Une proposition pour modifier la législation sur la retraite
Le député Youssef Adjissa a soumis une nouvelle proposition de loi visant à réformer la législation en matière de retraite. L’idée est d’introduire une option permettant aux travailleurs de partir à la retraite après 32 ans (retraite anticipée) d’activité, même si leur âge n’atteint pas les 60 ans exigés actuellement.
Actuellement, la loi permet aux hommes de prendre leur retraite à 60 ans, tandis que les femmes peuvent le faire à partir de 55 ans, sous certaines conditions. La proposition du député se cherche à offrir une alternative à ceux qui ont débuté leur carrière tôt et qui ont déjà cumulé de nombreuses années de travail.
Les raisons derrière cette initiative
Dans les justifications de son projet, le député met en lumière les circonstances de nombreux travailleurs qui occupent des postes pénibles ou qui ont plus de trois décennies de travail derrière eux. Selon son analyse, autoriser une retraite anticipée après 32 ans de cotisations répondrait à une demande de certains salariés. Cela pourrait également libérer des postes pour les jeunes en rendant leur accès au marché de l’emploi plus facile.
Il insiste également sur la nécessité d’adapter le système aux réalités économiques et sociales actuelles. Une autre préoccupation exprimée est la non-existence, depuis plusieurs années, d’un registre officiel des métiers pénibles, qui pourrait permettre un départ anticipé.
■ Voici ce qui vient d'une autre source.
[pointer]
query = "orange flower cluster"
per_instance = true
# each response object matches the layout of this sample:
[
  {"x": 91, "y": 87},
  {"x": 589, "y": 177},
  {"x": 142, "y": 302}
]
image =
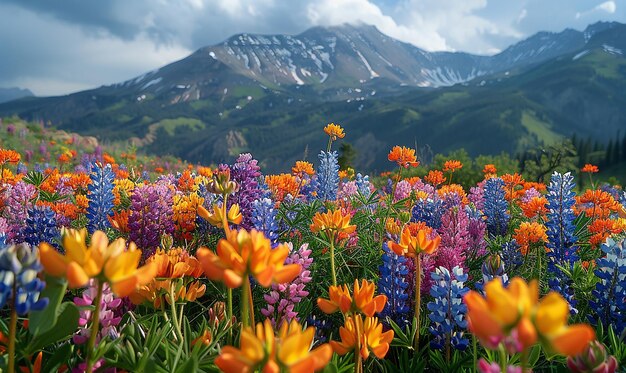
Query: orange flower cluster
[
  {"x": 403, "y": 156},
  {"x": 366, "y": 334},
  {"x": 489, "y": 169},
  {"x": 435, "y": 178},
  {"x": 289, "y": 351},
  {"x": 9, "y": 156},
  {"x": 302, "y": 168},
  {"x": 536, "y": 207},
  {"x": 589, "y": 168},
  {"x": 513, "y": 186},
  {"x": 602, "y": 204},
  {"x": 452, "y": 166},
  {"x": 529, "y": 234},
  {"x": 457, "y": 189},
  {"x": 281, "y": 185},
  {"x": 246, "y": 253},
  {"x": 334, "y": 131},
  {"x": 412, "y": 244},
  {"x": 362, "y": 301},
  {"x": 171, "y": 266},
  {"x": 518, "y": 308},
  {"x": 601, "y": 229}
]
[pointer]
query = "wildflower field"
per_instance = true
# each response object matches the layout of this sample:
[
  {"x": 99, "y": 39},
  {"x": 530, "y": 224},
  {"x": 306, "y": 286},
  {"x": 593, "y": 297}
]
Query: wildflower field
[{"x": 119, "y": 264}]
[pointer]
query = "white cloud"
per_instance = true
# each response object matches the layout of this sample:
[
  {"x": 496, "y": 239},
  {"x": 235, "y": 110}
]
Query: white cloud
[{"x": 607, "y": 6}]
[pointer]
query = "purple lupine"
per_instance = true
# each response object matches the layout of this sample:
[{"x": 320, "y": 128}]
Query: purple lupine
[
  {"x": 477, "y": 229},
  {"x": 151, "y": 216},
  {"x": 17, "y": 201},
  {"x": 246, "y": 173},
  {"x": 282, "y": 299},
  {"x": 403, "y": 190},
  {"x": 455, "y": 239},
  {"x": 109, "y": 317}
]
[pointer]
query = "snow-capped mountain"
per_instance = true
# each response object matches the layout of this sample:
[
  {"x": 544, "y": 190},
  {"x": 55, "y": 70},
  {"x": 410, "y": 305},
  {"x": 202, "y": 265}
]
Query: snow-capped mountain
[{"x": 345, "y": 56}]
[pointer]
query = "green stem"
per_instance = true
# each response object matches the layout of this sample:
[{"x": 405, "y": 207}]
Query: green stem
[
  {"x": 175, "y": 321},
  {"x": 95, "y": 328},
  {"x": 503, "y": 359},
  {"x": 245, "y": 302},
  {"x": 332, "y": 260},
  {"x": 524, "y": 361},
  {"x": 12, "y": 332},
  {"x": 418, "y": 284},
  {"x": 474, "y": 353},
  {"x": 229, "y": 314}
]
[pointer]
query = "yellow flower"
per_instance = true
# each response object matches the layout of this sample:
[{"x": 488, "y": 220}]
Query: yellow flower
[
  {"x": 334, "y": 131},
  {"x": 246, "y": 253},
  {"x": 117, "y": 265},
  {"x": 517, "y": 308},
  {"x": 289, "y": 351}
]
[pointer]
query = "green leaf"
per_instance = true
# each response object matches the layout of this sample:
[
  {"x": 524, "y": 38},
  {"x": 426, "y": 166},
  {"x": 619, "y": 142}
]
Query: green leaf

Retraite anticipée : Position des autorités face à la proposition
En réponse à l’initiative du député, le ministre du Travail, de l’Emploi et de la Sécurité sociale a affirmé que le retour à un système de retraite anticipée généralisée n’était pas dans les projets des autorités. Il a rappelé que la préservation de l’équilibre financier du système de retraite est primordiale. L’expérience des départs anticipés par le passé a exercé une pression significative sur la Caisse nationale des retraites, ce qui a conduit les pouvoirs publics à modifier la législation en 2016. Le ministre a souligné que la priorité demeure la stabilité du système et la garantie des pensions pour les retraités.
Ce débat fait réapparaître les enjeux liés au financement du système de retraite. Des responsables pointent du doigt l’impact de l’économie informelle, qui affaiblit les recettes provenant des cotisations sociales. Les partisans de la réforme soulignent qu’une démarche plus globale pourrait inclure des mesures visant à élargir la base financière du système. La proposition soumise à l’APN pourrait ainsi relancer les discussions parlementaires sur l’avenir des retraites en Algérie et sur les pistes d’évolution possibles du système actuel.